Kim Ki-duk gana La Mostra más religiosa con 'Pietà' y desbanca a 'The Master'

  • La decisión de Michael Mann perjudica a la gran favorita, de Paul Thomas Anderson, que ve compensados sus múltiples frentes meritorios con menciones para sus tres pilares: su director y sus dos protagonistas

La parábola del coreano Kim Ki-duk, Pietà, se alzó como vencedora de La Mostra, "robándole" el León de Oro a la gran favorita, The Master, que consiguió los premios al mejor director, para Paul Thomas Anderson, y un ex aequo para sus protagonistas, Phoenix y Seymour Hoffman.

Kim Ki-duk, después de unos años erráticos que le llevaron a una intensa búsqueda espiritual, ha resucitado en el lugar donde nació como cineasta con La isla, en el Festival de Venecia, y ha sido recibido como todo hijo pródigo, con su mejor León, el de Oro.

El cineasta corona así una edición de La Mostra preocupada por el sentimiento religioso, inaugurada por The Reluctant Fundamentalist, de Mira Nair, y rendida al retrato del mecanismo de las sectas en The Master, de Paul Thomas Anderson, el retrato de una comunidad judía ortodoxa en Fill the Void, de Rama Bursthein, y el extremismo cristiano en Paradise: Faith, de Ulrich Seidl.

Pietà retoma esa poética violenta pero hermosísima de su director para hablar sobre las relaciones desvirtuadas por un capitalismo extremo, depuradas en un rocambolesco camino de redención del protagonista, un hombre que no conoce esa "piedad" del título al cobrar deudas mutilando a los morosos.

Para celebrar el triunfo en la que era su cuarta participación en competición en La Mostra, Kim Ki-duk entonó un cántico de agradecimiento llamado de Arirang, título de su película-confesión con la que fue premiado en Cannes en 2011.

La decisión de Michael Mann ha perjudicado a The Master, de Paul Thomas Anderson, gran favorita desde que se proyectó el pasado sábado, y que ha visto compensados sus múltiples frentes meritorios no con el máximo premio, incompatible con cualquier otro, sino con menciones para su tres pilares: su director y sus dos protagonistas, Joaquin Phoenix y Philip Seyour Hoffman.

Fue el ganador del Oscar por Capote el encargado de recoger ambos galardones para una película también reconocida con el Fipresci de la crítica internacional. "A Joaquin (Phoenix) le encantaría estar aquí.

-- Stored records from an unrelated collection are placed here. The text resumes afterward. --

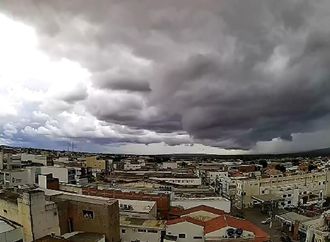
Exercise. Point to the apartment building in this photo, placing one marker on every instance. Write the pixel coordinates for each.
(10, 231)
(303, 189)
(96, 164)
(205, 223)
(143, 230)
(30, 209)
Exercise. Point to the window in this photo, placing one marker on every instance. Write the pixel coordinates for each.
(198, 237)
(88, 214)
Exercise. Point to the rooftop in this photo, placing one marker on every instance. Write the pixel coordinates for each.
(292, 216)
(143, 223)
(6, 225)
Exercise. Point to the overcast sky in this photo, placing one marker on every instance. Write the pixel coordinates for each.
(146, 76)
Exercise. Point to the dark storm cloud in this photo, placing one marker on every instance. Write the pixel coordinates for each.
(228, 72)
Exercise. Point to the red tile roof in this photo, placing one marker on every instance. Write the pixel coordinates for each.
(203, 208)
(226, 220)
(221, 221)
(185, 219)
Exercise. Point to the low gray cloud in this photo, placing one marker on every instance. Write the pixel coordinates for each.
(227, 73)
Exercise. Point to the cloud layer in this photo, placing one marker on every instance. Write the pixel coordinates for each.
(227, 74)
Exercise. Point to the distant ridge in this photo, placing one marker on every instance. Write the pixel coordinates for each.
(309, 153)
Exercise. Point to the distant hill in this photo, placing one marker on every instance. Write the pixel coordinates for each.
(244, 157)
(319, 152)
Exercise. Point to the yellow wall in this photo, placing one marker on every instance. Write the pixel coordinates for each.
(93, 163)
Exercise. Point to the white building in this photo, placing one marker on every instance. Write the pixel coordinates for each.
(169, 165)
(64, 174)
(138, 208)
(10, 178)
(143, 230)
(182, 181)
(209, 224)
(215, 202)
(10, 231)
(39, 159)
(304, 189)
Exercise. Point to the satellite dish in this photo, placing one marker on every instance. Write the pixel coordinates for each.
(239, 232)
(230, 232)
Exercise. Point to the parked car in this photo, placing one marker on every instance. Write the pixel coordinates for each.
(266, 221)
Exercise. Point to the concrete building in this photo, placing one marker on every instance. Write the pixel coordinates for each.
(181, 181)
(143, 230)
(30, 209)
(10, 231)
(86, 213)
(38, 159)
(162, 199)
(64, 174)
(138, 208)
(299, 189)
(169, 165)
(204, 223)
(74, 237)
(215, 202)
(11, 178)
(96, 164)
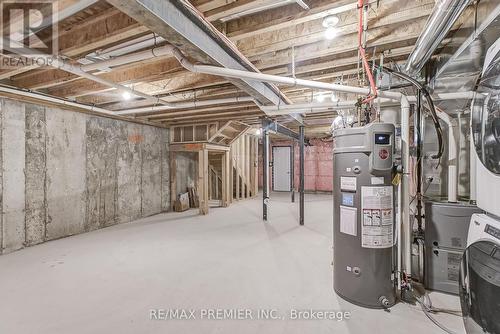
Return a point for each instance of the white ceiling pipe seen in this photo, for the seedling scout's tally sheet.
(181, 105)
(313, 107)
(130, 58)
(441, 20)
(51, 99)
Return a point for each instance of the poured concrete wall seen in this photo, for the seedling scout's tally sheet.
(65, 173)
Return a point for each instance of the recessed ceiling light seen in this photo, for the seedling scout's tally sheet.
(330, 21)
(331, 33)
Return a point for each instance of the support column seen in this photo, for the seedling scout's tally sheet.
(173, 179)
(203, 180)
(301, 177)
(265, 170)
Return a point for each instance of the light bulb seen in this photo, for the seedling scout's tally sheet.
(126, 96)
(330, 33)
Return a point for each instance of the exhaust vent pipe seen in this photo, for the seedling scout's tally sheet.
(445, 14)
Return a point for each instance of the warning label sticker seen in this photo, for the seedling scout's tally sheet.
(377, 230)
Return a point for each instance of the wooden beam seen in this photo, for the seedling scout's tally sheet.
(288, 16)
(313, 31)
(109, 27)
(384, 37)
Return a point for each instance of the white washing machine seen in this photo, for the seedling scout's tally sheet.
(479, 279)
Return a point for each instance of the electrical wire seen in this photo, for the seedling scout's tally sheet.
(428, 309)
(432, 109)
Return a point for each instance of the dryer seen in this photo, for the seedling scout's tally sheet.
(479, 278)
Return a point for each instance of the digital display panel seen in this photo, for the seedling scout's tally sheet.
(347, 199)
(382, 139)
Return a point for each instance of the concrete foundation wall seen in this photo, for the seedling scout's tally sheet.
(64, 173)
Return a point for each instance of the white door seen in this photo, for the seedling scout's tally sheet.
(281, 168)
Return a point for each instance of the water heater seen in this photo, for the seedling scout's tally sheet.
(363, 231)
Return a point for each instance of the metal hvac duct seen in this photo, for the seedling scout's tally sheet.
(445, 13)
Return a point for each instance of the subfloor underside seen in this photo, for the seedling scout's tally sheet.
(111, 280)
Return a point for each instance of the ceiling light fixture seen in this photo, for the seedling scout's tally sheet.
(331, 33)
(126, 96)
(330, 21)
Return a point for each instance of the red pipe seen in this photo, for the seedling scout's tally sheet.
(362, 54)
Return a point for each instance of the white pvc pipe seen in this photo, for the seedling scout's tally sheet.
(399, 241)
(130, 58)
(452, 158)
(182, 105)
(50, 99)
(406, 228)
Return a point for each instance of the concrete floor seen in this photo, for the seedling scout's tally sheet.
(107, 281)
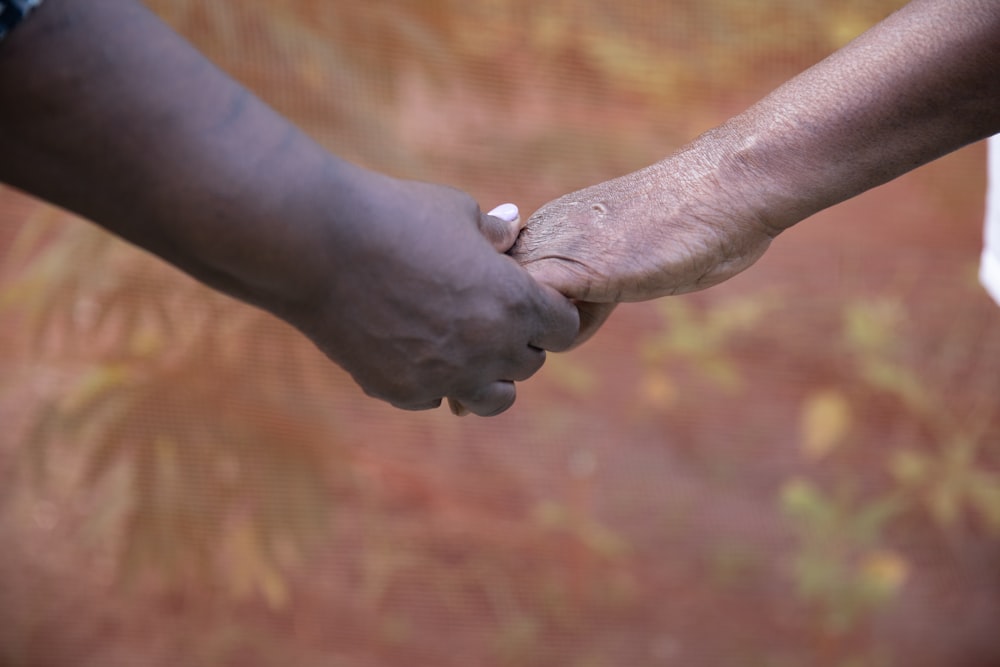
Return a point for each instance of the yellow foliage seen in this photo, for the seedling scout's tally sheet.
(825, 422)
(884, 572)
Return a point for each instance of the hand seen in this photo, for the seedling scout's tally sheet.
(670, 228)
(423, 305)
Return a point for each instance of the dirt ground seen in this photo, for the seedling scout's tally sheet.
(637, 506)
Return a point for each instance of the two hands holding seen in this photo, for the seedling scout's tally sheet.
(462, 304)
(406, 285)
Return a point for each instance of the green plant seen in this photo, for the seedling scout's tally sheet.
(176, 388)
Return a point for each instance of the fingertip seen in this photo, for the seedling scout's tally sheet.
(507, 212)
(490, 400)
(560, 322)
(501, 226)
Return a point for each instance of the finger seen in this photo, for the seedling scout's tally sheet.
(592, 316)
(501, 226)
(559, 321)
(421, 405)
(489, 400)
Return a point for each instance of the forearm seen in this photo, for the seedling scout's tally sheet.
(924, 82)
(108, 113)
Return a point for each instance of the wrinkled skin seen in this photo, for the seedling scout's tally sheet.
(108, 113)
(660, 231)
(916, 86)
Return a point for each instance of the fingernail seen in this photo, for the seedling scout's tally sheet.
(457, 408)
(506, 212)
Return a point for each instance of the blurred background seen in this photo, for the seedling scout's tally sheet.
(800, 467)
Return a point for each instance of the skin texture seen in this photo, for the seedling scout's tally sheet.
(917, 86)
(109, 114)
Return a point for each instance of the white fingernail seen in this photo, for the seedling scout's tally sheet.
(506, 212)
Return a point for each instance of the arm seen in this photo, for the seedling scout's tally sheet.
(108, 113)
(924, 82)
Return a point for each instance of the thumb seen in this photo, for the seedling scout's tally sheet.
(592, 316)
(501, 226)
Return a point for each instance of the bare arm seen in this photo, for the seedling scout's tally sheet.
(108, 113)
(923, 83)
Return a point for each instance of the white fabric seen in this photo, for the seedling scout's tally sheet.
(989, 267)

Es una fuerza de la naturaleza y mi interpretación se limitó a montar esa fuerza de la naturaleza, que era indomable", dijo Seymour Hoffman.

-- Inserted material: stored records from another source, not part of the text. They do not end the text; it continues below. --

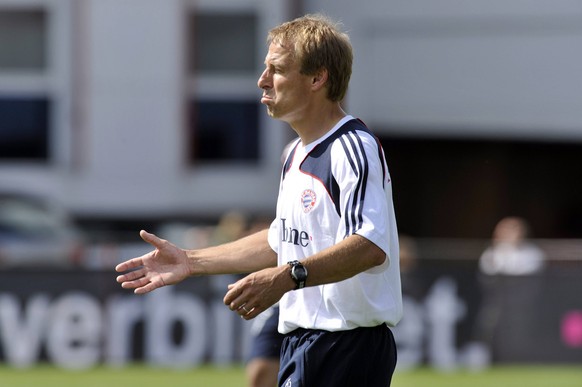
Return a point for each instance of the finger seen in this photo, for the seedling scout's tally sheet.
(252, 313)
(130, 276)
(231, 296)
(130, 264)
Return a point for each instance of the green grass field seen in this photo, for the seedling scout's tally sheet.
(139, 376)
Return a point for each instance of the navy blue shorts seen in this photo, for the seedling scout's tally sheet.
(358, 357)
(266, 340)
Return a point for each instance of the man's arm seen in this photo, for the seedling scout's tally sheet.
(259, 290)
(169, 264)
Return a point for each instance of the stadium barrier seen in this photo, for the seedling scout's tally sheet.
(454, 315)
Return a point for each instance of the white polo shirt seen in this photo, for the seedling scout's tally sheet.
(334, 187)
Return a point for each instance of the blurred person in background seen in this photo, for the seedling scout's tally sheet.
(330, 258)
(511, 252)
(508, 271)
(262, 365)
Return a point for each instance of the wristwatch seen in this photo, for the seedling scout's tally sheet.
(298, 274)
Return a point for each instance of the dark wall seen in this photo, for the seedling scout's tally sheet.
(461, 188)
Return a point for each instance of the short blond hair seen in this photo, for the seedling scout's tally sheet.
(318, 43)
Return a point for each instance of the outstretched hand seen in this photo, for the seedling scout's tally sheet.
(166, 265)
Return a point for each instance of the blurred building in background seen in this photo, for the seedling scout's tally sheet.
(145, 110)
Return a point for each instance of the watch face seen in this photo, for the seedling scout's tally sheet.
(299, 273)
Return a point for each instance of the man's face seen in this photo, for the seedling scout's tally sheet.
(286, 91)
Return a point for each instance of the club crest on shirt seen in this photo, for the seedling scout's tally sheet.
(308, 200)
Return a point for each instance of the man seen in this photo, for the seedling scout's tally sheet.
(331, 255)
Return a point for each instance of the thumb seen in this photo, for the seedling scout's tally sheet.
(151, 239)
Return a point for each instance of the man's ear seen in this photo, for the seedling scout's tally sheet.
(319, 79)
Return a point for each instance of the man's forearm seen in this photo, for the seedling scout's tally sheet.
(244, 255)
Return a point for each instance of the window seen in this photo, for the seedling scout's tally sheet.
(24, 114)
(223, 42)
(22, 40)
(225, 130)
(24, 128)
(223, 103)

Phoenix, efectivamente, era la gran fuerza motora de esta reflexión que, más allá del morbo de hablar de los inicios de la poderosa Iglesia de la Cienciología, adentra al espectador en una agreste reflexión sobre la conflictiva relación del hombre con su lado más animal, representado de manera desasosegante y brutal por el hermano del fallecido River Phoenix.

Frente a tanta intensidad masculina, el jurado desengrasó con la Copa Volpi a la mejor actriz, que fue a parar a la jovencísima Hadas Yaron, nacida en Israel en 1990, y que ofrece un tiernísimo trabajo en la tragicómica Lemale et Ha'chalal (Fill the Void), donde busca marido en una comunidad judía ortodoxa de Tel Aviv, filmada desde dentro por uno de sus miembros, la cineasta Rama Bursthein.

El cuadro religioso lo completó, finalmente, la visión extrema del austríaco Ulrich Seidl sobre el cristianismo, ya que Paradies: Glaube (Paradise: Faith) recibió el premio especial del jurado por mostrar la fanática relación de una mujer hacia Jesucristo, que pasa de lo espiritual a lo sexual y de ahí a lo psicótico.

El más laico Olivier Assayas ganó el premio al mejor guión por su templada crónica de la generación que vino tras el mayo del 68 en Aprés Mai, basada en su propia adolescencia y una de las favoritas de la crítica.